DRNDEF is a two-part system. First, a deep perception module observes LIDAR point clouds and identifies features that are good for localization (e.g., poles, tree trunks), using no explicit supervision. Then, a model-predictive control (MPC) planner generates feasible trajectories that steer the vehicle toward these “drift-reducing” features, while also accounting for dynamic obstacles and motion smoothness.

My main contributions were on the perception side. The LIDAR pointclouds were down-projected to 2D range images (where each pixel describes the depth of the point in the pointcloud). This was done with PyTorch DataLoaders to efficiently use the downprojections for training.

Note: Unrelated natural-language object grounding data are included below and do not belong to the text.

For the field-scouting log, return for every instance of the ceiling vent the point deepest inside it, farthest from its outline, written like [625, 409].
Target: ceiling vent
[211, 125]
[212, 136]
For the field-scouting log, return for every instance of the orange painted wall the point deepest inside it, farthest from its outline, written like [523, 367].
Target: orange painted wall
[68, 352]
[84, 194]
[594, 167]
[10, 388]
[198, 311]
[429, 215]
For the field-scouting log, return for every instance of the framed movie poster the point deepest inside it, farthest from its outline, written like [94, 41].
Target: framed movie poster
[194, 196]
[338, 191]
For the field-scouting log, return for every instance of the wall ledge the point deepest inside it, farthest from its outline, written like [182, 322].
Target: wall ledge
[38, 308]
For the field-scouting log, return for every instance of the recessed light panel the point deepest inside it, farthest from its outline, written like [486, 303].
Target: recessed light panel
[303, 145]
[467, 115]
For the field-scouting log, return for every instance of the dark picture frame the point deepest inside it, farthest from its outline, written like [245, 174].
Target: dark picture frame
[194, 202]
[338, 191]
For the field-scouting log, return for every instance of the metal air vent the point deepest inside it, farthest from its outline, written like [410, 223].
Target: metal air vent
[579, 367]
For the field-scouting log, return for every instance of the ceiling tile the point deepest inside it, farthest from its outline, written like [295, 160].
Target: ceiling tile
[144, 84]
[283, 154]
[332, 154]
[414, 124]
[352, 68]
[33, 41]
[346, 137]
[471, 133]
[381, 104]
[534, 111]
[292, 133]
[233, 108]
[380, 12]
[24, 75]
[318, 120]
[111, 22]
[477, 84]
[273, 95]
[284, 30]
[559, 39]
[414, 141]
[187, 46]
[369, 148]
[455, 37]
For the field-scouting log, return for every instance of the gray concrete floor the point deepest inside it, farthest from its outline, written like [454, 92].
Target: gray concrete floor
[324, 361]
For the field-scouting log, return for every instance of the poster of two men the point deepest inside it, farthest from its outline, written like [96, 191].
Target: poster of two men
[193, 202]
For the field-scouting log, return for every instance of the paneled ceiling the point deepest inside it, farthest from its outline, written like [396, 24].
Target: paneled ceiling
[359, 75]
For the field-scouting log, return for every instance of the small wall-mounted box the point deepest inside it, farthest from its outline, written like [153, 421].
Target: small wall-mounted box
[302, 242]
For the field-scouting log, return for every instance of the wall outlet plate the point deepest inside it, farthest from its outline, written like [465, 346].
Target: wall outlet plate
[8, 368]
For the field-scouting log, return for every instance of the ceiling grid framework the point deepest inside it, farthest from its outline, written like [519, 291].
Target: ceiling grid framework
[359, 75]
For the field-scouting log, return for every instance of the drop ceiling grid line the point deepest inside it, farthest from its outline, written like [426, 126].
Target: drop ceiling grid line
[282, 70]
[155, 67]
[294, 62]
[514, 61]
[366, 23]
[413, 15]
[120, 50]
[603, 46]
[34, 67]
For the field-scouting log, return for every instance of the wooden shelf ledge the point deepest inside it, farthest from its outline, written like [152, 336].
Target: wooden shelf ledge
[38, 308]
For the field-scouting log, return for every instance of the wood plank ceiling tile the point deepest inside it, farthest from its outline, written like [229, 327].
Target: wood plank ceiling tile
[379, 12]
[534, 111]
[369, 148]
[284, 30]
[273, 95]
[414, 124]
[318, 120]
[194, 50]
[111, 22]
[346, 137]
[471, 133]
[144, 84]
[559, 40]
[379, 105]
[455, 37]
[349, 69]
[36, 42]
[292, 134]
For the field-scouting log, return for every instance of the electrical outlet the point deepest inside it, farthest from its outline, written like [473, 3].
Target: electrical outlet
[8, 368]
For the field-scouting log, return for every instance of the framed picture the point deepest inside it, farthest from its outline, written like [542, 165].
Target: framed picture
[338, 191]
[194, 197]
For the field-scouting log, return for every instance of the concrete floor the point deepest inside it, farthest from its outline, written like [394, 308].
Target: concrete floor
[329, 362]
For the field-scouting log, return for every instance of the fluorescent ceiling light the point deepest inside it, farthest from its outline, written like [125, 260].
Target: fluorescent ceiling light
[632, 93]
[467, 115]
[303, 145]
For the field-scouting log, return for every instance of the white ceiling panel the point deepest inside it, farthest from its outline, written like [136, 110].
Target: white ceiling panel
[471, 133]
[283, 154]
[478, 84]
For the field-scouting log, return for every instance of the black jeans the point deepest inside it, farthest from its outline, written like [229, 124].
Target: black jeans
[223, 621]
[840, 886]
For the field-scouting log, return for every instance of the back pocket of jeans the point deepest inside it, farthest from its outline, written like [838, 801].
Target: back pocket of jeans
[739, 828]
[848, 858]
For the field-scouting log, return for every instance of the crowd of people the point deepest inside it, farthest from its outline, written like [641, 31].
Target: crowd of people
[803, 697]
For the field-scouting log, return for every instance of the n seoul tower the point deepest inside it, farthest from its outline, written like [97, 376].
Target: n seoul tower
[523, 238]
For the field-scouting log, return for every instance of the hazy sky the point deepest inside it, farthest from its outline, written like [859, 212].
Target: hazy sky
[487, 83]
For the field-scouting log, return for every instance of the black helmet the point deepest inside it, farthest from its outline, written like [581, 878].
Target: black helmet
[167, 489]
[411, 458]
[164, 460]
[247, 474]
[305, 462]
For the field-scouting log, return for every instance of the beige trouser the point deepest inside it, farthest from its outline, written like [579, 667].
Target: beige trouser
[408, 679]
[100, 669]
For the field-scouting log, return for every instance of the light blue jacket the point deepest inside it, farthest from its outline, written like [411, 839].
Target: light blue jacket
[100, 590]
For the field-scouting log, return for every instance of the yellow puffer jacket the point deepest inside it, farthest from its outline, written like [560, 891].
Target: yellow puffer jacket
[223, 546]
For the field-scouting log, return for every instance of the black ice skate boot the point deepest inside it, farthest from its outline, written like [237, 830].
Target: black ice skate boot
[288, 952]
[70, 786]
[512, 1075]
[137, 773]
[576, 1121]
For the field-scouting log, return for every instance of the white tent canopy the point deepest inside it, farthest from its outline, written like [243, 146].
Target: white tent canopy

Then, I helped design a directional triplet ranking loss that trains a CNN to rank range images (2D projections of LIDAR scans) based on the drift they cause downstream in LOAM (a standard LIDAR SLAM system). This avoids the instability of directly regressing drift values and instead lets the model learn relative comparisons between nearly identical inputs. To make the output interpretable, we used GradCAM to extract activation maps, letting us visualize which parts of the scene the model thought were most useful for reducing drift. These maps became targets for the MPC planner.
On the planning side, we implemented a CEM-based MPC that samples hundreds of trajectories in parallel, scores them based on proximity to these features and standard motion cost, and updates its distribution in a receding-horizon loop. The planner was GPU-accelerated and written in JAX for speed.
I took charge of evalutions by running experiments in diverse CARLA scenes, both static and with moving traffic. Compared to LADFN (our previous RL-based approach), DRNDEF was faster, more stable, and more generalizable. It reduced localization drift by up to 76.76% with only minor increases (often <2%) in control cost. Importantly, it handled cases where semantic differences mattered—moving towards platforms and poles even when trees had higher edge density, something LADFN’s geometry-based heuristics couldn’t distinguish.
This project taught me a lot about how learned perception and classical control can work together, and how explainability tools like GradCAM can be more than just visual aids—they can become functional components in a control pipeline.